Steel focusing on development, collaborationWritten by Gail Burkhardt | | email@example.com
Since his appointment to Toledo City Council in July, former Toledo Public School Board of Education president Steven Steel has proposed several initiatives to improve Toledo’s struggling economy.
Steel said his experience balancing the Toledo Public Schools (TPS) budget has helped him with his budget planning on council and with working with his constituents and other entities.
Working on council also has given the Democrat an opportunity to deal more directly with Toledo’s citizens than he did on the school board. Emotions also do not run as high at city council, he said.
“People take their trash collection seriously, but not as seriously as they take their children,” he said.
One of his main projects as an at-large council member is developing a joint economic district where Toledo and outside cities and townships work together. Recently, council agreed to make a joint economic development district near Metcalf Field, an airport owned by Toledo, but located in Wood County, Steel said.
The new district provides opportunities for warehouse facilities and transportation with nearby roads, trains and the airport.
Steel said he is trying to move other initiatives that he worked on with the school board to council, including cost-saving collaborative agreements between schools and other city properties. For example, if a school is next to a park, instead of having a Toledo Public School employee and a city employee maintain each entity, one employee would take care of both properties.
At-Large Councilman George Sarantou, a Republican and chairman of council’s finance committee, said Steel’s experience with personnel costs from TPS has been helpful for the city’s budget.
Steel is working to make the city greener with an initiative that he worked on at the school board, said Councilman Mike Craig, D- 3rd District.
“I think in the future, we’re going to look at having city council go paperless, which would mean less paper, not no paper,” Craig said, adding that Steel was on the school board when it went “paperless.”
Steel said he decided to take the appointed position on council in July instead of waiting to run in November because he wanted to gain experience.

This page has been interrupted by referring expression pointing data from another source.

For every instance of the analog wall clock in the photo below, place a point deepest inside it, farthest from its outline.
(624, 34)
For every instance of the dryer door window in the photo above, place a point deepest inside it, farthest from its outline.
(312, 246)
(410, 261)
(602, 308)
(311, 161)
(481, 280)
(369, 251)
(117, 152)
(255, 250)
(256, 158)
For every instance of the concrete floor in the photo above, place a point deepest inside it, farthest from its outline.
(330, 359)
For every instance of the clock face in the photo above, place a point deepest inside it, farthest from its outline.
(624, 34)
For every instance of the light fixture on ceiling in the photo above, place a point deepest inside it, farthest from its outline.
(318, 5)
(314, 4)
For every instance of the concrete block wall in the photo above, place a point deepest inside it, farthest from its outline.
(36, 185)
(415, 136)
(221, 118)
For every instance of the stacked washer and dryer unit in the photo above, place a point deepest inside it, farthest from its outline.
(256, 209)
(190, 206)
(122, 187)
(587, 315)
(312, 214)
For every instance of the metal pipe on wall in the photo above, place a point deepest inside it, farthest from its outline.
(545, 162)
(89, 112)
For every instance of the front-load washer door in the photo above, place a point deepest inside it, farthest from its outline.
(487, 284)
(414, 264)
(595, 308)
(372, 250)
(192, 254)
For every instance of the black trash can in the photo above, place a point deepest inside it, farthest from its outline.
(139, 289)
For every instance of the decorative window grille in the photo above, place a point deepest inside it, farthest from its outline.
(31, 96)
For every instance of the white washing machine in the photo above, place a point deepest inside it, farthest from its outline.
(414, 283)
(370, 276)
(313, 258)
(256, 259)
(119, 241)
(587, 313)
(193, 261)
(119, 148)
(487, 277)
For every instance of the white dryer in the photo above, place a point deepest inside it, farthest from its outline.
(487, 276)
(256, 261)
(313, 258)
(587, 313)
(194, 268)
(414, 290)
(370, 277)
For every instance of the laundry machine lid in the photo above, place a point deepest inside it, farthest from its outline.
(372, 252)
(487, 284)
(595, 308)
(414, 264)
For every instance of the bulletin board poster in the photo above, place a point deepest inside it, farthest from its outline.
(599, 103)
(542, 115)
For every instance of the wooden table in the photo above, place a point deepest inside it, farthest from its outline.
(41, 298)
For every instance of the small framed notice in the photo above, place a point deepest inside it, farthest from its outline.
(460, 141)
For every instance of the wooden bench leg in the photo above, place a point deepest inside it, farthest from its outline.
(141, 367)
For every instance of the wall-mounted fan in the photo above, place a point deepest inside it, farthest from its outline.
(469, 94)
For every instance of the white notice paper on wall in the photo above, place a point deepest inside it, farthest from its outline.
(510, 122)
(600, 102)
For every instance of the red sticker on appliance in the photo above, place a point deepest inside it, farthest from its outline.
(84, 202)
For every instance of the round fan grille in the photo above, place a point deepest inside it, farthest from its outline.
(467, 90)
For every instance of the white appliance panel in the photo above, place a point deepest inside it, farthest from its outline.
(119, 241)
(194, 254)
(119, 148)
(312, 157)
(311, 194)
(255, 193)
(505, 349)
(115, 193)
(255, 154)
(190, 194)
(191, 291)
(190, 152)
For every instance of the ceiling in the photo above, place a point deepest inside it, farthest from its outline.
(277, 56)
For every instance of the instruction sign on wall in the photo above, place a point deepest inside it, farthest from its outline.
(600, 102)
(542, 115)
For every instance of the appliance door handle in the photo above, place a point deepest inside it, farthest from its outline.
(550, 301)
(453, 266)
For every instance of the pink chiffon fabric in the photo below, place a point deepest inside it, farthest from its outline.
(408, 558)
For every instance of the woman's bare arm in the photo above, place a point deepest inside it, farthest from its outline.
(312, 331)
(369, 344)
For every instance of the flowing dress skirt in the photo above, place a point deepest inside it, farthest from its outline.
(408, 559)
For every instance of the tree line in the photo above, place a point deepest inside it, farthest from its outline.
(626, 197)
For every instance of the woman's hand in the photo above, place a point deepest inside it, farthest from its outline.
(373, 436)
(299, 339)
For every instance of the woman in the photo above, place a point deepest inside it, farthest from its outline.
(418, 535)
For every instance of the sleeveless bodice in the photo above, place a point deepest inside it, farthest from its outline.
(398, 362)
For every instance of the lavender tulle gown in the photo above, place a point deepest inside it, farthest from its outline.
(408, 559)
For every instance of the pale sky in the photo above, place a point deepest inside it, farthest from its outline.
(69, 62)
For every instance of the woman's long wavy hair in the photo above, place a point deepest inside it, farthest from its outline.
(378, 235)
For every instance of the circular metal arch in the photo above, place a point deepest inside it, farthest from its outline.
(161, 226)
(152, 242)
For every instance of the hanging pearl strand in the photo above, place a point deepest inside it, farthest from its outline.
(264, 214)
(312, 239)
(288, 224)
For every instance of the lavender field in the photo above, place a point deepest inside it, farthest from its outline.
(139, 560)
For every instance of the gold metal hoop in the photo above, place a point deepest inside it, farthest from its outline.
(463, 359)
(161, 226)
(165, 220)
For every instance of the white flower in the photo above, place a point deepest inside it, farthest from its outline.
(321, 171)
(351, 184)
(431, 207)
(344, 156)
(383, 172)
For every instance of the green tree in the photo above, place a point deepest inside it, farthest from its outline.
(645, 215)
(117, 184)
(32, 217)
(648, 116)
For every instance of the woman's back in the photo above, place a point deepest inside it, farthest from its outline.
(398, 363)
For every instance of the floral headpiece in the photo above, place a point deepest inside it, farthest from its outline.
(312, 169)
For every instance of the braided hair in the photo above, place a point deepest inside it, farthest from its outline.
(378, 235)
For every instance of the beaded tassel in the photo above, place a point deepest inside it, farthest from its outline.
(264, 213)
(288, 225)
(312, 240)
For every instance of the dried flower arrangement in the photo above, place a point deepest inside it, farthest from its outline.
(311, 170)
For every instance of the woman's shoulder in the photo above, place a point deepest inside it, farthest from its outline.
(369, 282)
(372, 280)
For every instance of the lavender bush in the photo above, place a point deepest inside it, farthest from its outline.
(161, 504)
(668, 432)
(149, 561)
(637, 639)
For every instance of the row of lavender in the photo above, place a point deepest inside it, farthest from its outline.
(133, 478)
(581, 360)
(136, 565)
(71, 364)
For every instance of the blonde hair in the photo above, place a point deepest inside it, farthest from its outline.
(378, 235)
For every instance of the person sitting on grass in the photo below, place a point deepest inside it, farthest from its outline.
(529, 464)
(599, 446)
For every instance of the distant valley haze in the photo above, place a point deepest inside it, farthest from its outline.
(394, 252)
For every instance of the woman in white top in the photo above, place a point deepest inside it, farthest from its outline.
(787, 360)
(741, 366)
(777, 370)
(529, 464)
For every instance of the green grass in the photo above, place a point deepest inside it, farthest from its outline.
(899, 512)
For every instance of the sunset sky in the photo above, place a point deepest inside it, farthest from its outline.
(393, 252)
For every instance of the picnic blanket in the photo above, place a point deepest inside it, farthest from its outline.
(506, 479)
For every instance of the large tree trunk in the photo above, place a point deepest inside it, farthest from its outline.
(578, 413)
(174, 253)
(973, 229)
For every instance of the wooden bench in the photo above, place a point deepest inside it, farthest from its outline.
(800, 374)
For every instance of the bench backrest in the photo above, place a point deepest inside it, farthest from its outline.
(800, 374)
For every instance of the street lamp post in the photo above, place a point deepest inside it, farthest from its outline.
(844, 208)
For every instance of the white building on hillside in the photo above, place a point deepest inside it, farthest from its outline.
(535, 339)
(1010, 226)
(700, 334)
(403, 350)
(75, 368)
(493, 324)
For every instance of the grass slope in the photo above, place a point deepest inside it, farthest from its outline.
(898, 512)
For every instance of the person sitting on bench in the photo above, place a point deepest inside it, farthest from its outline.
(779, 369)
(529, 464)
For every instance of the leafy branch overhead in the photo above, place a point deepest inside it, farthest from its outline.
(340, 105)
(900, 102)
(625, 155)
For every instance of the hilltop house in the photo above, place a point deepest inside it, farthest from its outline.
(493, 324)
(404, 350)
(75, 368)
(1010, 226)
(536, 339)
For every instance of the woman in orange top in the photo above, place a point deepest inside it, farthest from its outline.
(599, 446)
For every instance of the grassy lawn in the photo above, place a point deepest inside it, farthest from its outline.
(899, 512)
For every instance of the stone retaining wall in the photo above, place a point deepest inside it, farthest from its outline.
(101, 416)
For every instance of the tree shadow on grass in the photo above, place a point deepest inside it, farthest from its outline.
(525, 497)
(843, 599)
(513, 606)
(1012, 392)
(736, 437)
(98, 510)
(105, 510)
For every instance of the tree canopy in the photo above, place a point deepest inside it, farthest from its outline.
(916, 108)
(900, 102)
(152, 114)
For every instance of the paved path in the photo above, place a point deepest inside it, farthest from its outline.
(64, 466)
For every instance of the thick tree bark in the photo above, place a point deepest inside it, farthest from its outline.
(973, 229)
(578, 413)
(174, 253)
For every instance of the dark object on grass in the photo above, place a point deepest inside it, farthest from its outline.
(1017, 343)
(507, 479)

“I decided that if I’m the right person in July then I’m the right person in January,” he said.
Despite leaving the board before the end of his term, Steel said he enjoyed the challenges that the board presented him.
“As my leadership as president, I can take some credit for making the school board a leading body,” Steel said of his time on the school board, adding that he hopes to improve council as well.
Current board president Bob Vasquez said Steel’s organization made the board better.
“He brought the board together to use a process for doing the board work, he strengthened our committee structure, he gave everybody instructions of how to work with their committee and work through the issues through committee,” Vasquez said.
Although Vasquez and board member Lisa Sobecki applauded Steel’s leadership, others said he was difficult to work with during his presidency.
“I don’t think ideas that I brought forward were considered by Mr. Steel,” said board member Darlene Fisher whose term ends in January.
She said that Steel did not include her in important board conversations and that he had a conflict of interest in dealing with the Toledo Federation of Teachers because his wife teaches in TPS.
Fisher added that Steel’s political aspirations may have prevented him from being a good board president.
“I think we need to find people who are focused mainly on education,” she said.
The former co-president of Parents for Public Schools in Toledo agrees.
“Steve Steel is only interested in himself and only does things that further his political career,” said Steven Flagg, who is a member of the public education reform group Urban Coalition.
Flagg said Steel was difficult to communicate with and did not close down schools to balance TPS’ budget because of his political goals.
Flagg said he also warned council members not to trust Steel.
However, council members with whom Steel has worked closely seem to respect the newcomer.
“He’s captured concepts that are vital for the future of the city of Toledo,” said Councilman D. Michael Collins, I-2nd District.